Spent much of the weekend again at the bookstore’s new location, mostly figuring out how to make bookcases stand securely, without teetering or toppling, in the arrangement Dave wanted them. The ones standing against a wall, of course, are easy; the tricky ones are in the middle of the floor with nothing near them to anchor them to but other bookcases. But with some ingenuity and some spare lumber, I got them all up and pretty solidly in place. No guarantees if the Big One comes, but at least they won’t come down in a mild tremor or if a child tries to climb one. Or a cat, more to the point. The cats have been having fun jumping on and off them ever since we turned them loose in the new space.
So I’ve been at the bookstore every evening and weekend for a couple of weeks and am behind in everything. For example, it’s Tuesday and I’m still working on Friday’s Listener crossword puzzle, “Double Cross”. The instructions say that each clue actually leads to two words of the same length, and the solver has to figure out which one goes into the grid.

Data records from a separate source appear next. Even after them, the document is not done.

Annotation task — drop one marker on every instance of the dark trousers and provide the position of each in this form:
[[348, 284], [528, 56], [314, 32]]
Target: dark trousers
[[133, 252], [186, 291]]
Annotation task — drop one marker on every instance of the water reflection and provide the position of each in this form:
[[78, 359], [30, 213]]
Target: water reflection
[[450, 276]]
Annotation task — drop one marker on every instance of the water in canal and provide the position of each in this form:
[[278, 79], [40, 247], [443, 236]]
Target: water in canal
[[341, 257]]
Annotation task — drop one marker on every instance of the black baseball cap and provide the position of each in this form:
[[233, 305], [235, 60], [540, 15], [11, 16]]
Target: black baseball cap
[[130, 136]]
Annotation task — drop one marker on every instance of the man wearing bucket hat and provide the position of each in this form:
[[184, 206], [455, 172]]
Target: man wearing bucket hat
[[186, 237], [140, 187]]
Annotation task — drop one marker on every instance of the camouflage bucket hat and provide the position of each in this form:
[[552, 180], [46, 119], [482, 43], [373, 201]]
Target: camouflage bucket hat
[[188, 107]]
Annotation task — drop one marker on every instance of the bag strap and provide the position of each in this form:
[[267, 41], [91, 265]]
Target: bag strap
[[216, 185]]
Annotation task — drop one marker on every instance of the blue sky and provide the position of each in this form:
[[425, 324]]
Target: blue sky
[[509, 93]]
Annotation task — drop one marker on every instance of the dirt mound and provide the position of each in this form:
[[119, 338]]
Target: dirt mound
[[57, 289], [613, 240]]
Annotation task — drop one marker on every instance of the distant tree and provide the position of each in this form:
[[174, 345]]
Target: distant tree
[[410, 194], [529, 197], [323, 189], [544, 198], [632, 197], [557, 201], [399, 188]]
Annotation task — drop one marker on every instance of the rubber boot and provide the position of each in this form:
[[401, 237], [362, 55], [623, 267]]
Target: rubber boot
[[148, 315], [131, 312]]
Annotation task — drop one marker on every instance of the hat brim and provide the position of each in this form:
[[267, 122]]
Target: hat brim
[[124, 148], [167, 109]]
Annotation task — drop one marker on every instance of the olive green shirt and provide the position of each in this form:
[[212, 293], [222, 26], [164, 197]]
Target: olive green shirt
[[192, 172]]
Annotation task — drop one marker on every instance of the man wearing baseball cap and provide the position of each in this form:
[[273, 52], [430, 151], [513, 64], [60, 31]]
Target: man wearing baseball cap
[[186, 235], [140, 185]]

This being the Listener puzzle, I figured that this was going to mean that I wouldn’t be able to tell which words went into the grid and which didn’t until I was just about finished, and that I’d need two copies of the grid, one to fill with one set of words and one to fill with the other, and that something near the end of the process would tell me which was the right grid.
Sure enough, that’s what’s going on so far. Things were getting so messy that this morning I took the puzzle into Pages (page layout software) and created one PDF with two copies of the grid and a second PDF with all the clues on one sheet, and recopied all my work so far onto those. That’s a little easier to work with. I have the grids about two-thirds filled in. A “cautionary message” is created one letter at a time as you solve the clues, and I have enough of these letters (about three-quarters of them) to be pretty sure what the message is going to be, but I have no idea yet how it’s supposed to help me.